L’intera manovra, poi, è dichiaratamente finalizzata a produrre benefici privati, piuttosto che a tutelare un indefinito interesse pubblico: a guadagnare saranno gli attuali azionisti di Alitalia (sarà possibile “trattare alla pari per l’integrazione”, cioè spuntare un prezzo più alto, secondo il ministro dei Trasporti, Maurizio Lupi); Adr e Sea, gestori rispettivamente di Fiumicino e Malpensa (ancora Lupi: “Gli aeroporti di Fiumicino e di Malpensa avrebbero diminuito fortemente la loro attività”); e più di tutti i sindacati (sempre a sentire Lupi, in caso di fallimento “14.000 persone si sarebbero trovate senza lavoro”). Poste, banche e, in generale, l’attivismo pubblico hanno impedito l’uscita di Alitalia dal mercato, truccando la concorrenza e alterando i rapporti tra Alitalia e i concorrenti. Ciò riguarda sia Air France, in procinto di scalare la compagnia tricolore, sia altri competitor potenzialmente interessati ad acquisirne gli asset, a partire dagli slot. Che poi il governo abbia fatto i conti senza l’oste, e che Alitalia fosse una compagnia tecnicamente fallita nel 2008, lo sia oggi, e lo sarà verosimilmente fra sei mesi, è un altro discorso.
La Commissione ha aperto un’indagine preliminare d’ufficio sul tema. La vicenda Alitalia dovrebbe fare orrore non solo a chi crede nel mercato o ritiene che il nostro paese deve il suo declino proprio alle bizze dei governi, ma anche a quanti ritengono che, se ci sono delle regole, vanno rispettate. Vale per le norme europee così come per quelle nazionali. Il comunicato stampa del 10 ottobre definisce Alitalia “asset strategico”, senza fornire alcuna evidenza e senza argomentare sulle effettive conseguenze del fallimento (scenari catastrofici, e irrealistici, a parte).
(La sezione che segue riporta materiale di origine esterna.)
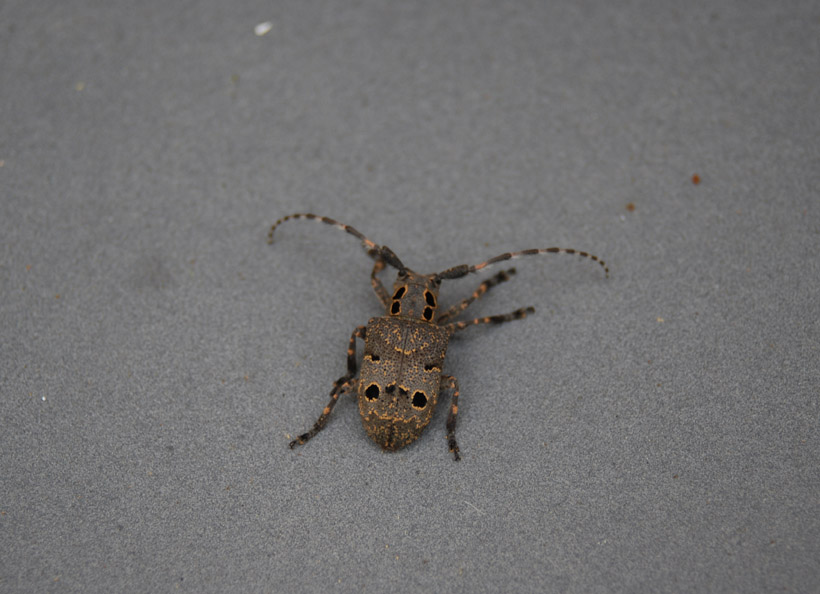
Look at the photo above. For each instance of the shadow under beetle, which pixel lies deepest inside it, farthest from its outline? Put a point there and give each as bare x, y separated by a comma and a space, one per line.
401, 373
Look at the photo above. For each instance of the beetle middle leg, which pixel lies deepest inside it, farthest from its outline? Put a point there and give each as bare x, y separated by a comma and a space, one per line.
378, 287
488, 284
518, 314
345, 384
449, 384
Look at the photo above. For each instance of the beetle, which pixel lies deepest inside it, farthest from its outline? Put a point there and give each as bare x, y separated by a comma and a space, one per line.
401, 379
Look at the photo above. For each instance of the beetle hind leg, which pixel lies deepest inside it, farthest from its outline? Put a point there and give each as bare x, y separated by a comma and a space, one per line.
342, 386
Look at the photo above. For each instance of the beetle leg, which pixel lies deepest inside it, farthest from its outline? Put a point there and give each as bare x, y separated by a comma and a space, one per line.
518, 314
378, 287
343, 385
488, 284
450, 384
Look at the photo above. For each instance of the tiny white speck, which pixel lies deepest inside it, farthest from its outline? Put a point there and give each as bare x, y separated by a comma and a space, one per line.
262, 28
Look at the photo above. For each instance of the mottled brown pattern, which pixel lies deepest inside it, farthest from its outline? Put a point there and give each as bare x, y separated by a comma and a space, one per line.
401, 377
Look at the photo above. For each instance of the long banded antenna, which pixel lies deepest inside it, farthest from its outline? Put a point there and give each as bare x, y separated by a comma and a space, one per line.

La stessa strategicità è oggetto di una disciplina rispetto alla quale Alitalia c’entra come i cavoli a merenda. Perfino l’italianità del vettore non è in questione: alla fine del tunnel c’è comunque un passaggio in mani straniere. Quello che abbiamo visto è puramente e semplicemente la peggior politica italiana: un misto tra tic dirigisti e mancanza di coraggio, che spinge il paese fuori dalle norme Ue. Il principale atto d’accusa contro il governo sono le avventate dichiarazioni dei suoi ministri. Per difendersi a Bruxelles, l’esecutivo dovrà smentire Letta, Lupi e lo stesso comunicato di Palazzo Chigi. Buona fortuna.